When I come to a stop sign, I must stop. My bounciness also stops. When the bouncing stops, you start to get antsy like you want to keep on bouncing. Then you start thrashing and kicking and that is really hard on me.

But it must be helping you in some way or you wouldn’t do it.

Is my engine causing a vibration that is like a tickle to you so you kick into me to stop the vibes? Maybe you just like the deep-pressure sensation in your legs when you kick the seat in front of you?

Your cries are loud and my frame and cushions absorb it from you so it doesn’t stay out in the open to hurt your ears.  The problem is the other people on my benches also hear your wailing, and they can’t absorb it like I can.

It hurts them.  I see the smaller ones cover their ears to muffle the sounds. I see the bigger ones try to calm you down.

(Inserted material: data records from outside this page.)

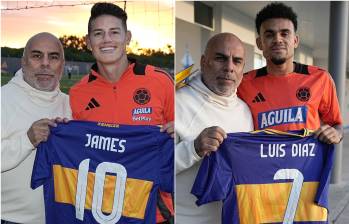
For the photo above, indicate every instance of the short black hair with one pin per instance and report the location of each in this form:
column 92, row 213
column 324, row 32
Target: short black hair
column 105, row 8
column 276, row 10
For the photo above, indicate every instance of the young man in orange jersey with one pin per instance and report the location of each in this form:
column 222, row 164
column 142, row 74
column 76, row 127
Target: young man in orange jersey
column 286, row 95
column 119, row 89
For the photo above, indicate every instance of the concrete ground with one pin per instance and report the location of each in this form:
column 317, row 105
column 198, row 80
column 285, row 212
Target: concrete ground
column 339, row 193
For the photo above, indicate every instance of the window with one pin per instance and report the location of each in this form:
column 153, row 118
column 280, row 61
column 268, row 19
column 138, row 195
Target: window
column 203, row 14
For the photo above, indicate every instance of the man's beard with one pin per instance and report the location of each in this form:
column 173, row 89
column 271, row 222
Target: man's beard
column 278, row 61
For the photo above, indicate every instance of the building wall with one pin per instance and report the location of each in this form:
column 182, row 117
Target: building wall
column 228, row 19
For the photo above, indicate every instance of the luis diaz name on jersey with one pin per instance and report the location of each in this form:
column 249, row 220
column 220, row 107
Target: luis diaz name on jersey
column 282, row 116
column 140, row 114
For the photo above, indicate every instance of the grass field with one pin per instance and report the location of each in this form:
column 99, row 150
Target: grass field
column 65, row 82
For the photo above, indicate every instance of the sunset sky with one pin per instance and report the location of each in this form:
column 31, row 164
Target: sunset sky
column 151, row 22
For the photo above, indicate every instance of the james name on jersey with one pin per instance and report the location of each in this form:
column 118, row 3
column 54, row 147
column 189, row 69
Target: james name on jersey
column 105, row 143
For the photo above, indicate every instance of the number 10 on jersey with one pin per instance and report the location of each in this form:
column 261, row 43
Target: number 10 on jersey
column 98, row 189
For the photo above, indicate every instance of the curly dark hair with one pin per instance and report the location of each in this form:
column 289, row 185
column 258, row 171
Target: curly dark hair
column 104, row 8
column 275, row 10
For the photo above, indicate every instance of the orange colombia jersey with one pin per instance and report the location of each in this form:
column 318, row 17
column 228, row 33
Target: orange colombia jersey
column 294, row 101
column 144, row 95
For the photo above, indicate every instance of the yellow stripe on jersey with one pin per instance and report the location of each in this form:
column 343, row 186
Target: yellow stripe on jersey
column 137, row 191
column 266, row 203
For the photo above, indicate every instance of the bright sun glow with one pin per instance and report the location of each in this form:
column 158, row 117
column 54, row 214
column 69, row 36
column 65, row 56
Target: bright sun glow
column 151, row 22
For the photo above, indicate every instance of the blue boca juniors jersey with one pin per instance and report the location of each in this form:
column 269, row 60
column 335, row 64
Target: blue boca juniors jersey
column 267, row 178
column 103, row 173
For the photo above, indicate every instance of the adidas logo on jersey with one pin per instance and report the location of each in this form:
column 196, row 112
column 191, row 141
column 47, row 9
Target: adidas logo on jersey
column 92, row 104
column 282, row 116
column 259, row 98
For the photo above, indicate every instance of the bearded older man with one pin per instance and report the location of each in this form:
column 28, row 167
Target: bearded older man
column 31, row 104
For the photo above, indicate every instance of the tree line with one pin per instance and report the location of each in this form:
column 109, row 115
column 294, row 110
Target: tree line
column 75, row 49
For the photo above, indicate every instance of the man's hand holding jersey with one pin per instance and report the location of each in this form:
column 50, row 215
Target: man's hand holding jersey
column 330, row 135
column 209, row 140
column 40, row 129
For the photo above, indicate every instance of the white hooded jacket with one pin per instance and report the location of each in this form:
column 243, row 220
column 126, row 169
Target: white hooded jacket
column 21, row 105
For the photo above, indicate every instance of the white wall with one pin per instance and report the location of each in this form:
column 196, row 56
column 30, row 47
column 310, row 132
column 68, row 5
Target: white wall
column 187, row 34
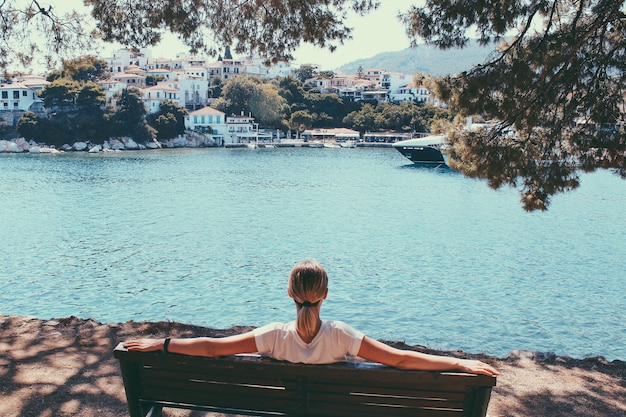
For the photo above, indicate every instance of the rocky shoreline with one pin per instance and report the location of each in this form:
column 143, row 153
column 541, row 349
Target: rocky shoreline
column 65, row 367
column 190, row 140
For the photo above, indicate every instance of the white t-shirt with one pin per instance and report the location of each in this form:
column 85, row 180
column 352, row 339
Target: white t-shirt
column 331, row 344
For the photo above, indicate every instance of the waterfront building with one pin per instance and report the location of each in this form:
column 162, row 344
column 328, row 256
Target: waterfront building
column 210, row 121
column 153, row 96
column 243, row 129
column 19, row 96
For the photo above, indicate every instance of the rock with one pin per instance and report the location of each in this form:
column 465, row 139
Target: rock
column 23, row 144
column 117, row 145
column 130, row 144
column 13, row 148
column 79, row 146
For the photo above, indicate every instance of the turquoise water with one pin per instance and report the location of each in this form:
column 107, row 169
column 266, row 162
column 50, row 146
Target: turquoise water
column 208, row 237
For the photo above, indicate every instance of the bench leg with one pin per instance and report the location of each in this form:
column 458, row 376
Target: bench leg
column 155, row 411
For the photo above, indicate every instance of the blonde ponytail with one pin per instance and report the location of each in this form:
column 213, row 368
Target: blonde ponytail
column 308, row 282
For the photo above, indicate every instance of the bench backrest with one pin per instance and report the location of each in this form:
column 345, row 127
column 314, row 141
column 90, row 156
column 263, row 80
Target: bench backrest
column 258, row 386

Most of the time it doesn’t work so they hold you back against my seat. They are trying to keep you from getting up from your seat while I’m moving.  They just want to keep you safe!

It looks terrifying to see you held back against me like that. Your face changes with every muscle tight.  Drops stroll down from your reddened eyes, glistening as the travel off your face. Your body stiffens and contorts, and become so very strong!  You try everything to be loose of them.

They aren’t trying to hurt you. It’s just the opposite: they are trying to help you!  They would let go of you if you could be safe while you sit in my seat.

Remember when you would bring all your stuffed critters with you to play with on my seats? That was a great way to entertain yourself and stay calm on the bus!  But then you started throwing them at the driver.  Those toys didn’t hurt me though.  Now they are up front by my face, next to the driver’s seat so I get to enjoy them.  (And, I think the driver likes them too.)

Your critters are soft, vibrant and fun to look at. When I used watch you play with them, it made me really happy, just like you!

Your happiness spreads to everyone around you—especially to me.  I could watch you all day long. Your sweet face barely contains all the happiness it expresses. Your eyes look big and deep into your critters as your mouth stretches wide, like it’s not possible to hold back the joy within your heart. Sound almost escapes but you don’t want to make the noise. It would be so loud and hurt your ears so you hold that all inside. It thrills me to see you overwhelmed by joy.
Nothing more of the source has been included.